I have a pretty normal basment. The walls/perimeter of the foundation are cinder block. I currently have no insulation in the basement. I would like to add some as our kitchen and dining room floors are tile and very cold in the winter. I have a couple of concerns.

1. Even though our basement is not finished, we use the space often and I fear that adding batt insulation to the ceiling/floor joist cavaties will only make the space seem smaller. Not to mention the fiberglass that will exist in the room.

2. We don't really want to frame in the basement just so we can insulate the area. Is there something we can do, like a ridgid foam board we could place on the walls? Or could we use R-13 inside the 2x10 floor joists to insulate but add some R-value to the space without adding it to the full 10 inch space?
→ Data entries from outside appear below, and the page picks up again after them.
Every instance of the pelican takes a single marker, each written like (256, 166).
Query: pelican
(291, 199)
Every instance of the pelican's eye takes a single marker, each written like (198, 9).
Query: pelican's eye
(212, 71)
Chris Johnson 11-28-2007 08:31 PM

Ridgid insulation requires some form of fire barrier, normally 1/2 drywall is acceptable

Insulating the floorjoists may help keep the upstairs slightly warmer but also prevent the exchange of temperatures between the main floor and the basement...the basement is going to get freezing cold in the winter (pending your climate/location).

Consider (depending on your budget) an spray foam (2-3") directly on the cinder block. There is an open cell and closed cell spray foam on the market, one of them needs fire covering (drywall) the other doesn't, I can't remember the order, but I believe it's open cell which can be left uncovered.

handy man88 11-29-2007 12:40 AM

Quote:

Originally Posted by cibula11 (Post 77045)
I have a pretty normal basment. The walls/perimeter of the foundation are cinder block. I currently have no insulation in the basement. I would like to add some as our kitchen and dining room floors are tile and very cold in the winter. I have a couple of concerns.

1. Even though our basement is not finished, we use the space often and I fear that adding batt insulation to the ceiling/floor joist cavaties will only make the space seem smaller. Not to mention the fiberglass that will exist in the room.

2. We don't really want to frame in the basement just so we can insulate the area. Is there something we can do, like a ridgid foam board we could place on the walls? Or could we use R-13 inside the 2x10 floor joists to insulate but add some R-value to the space without adding it to the full 10 inch space?

I assume your basement is not heated, which is why you want to insulate. Generally speaking, you can buy a long roll of insulation to insulate the walls around the perimeter that are above grade. Anything below grade is usually not insulated. This insulation is secured to the wall using nails, and the metallic side faces opposite the wall.

concretemasonry 11-29-2007 01:54 PM

Insulating Basement
 
When you insulate the ceiling of the basement, you will be making the basement cooler.

DIY4EVER 11-30-2007 01:16 PM

Wouldn;t the insulation in th eceiling keep the warmth in the basement?
Why then do you insulate an attic if it makes the living space below cooler?

NateHanson 11-30-2007 01:50 PM

Quote:

Originally Posted by DIY4EVER (Post 77520)
Wouldn;t the insulation in th eceiling keep the warmth in the basement?
Why then do you insulate an attic if it makes the living space below cooler?

Insulation slows the exchange of heat from a warmer space to a cooler space. When you insulate the unheated attic floor above a heated second floor room, you're preventing heat loss from the heated space below. When you insulate the unheated basement ceiling below a heated first floor, you're preventing heat losss from the heated space above to the basement below. Don't think in terms of direction here, just temperature gradients. You want to put insulation around the heated parts of the house, above, below and around the sides.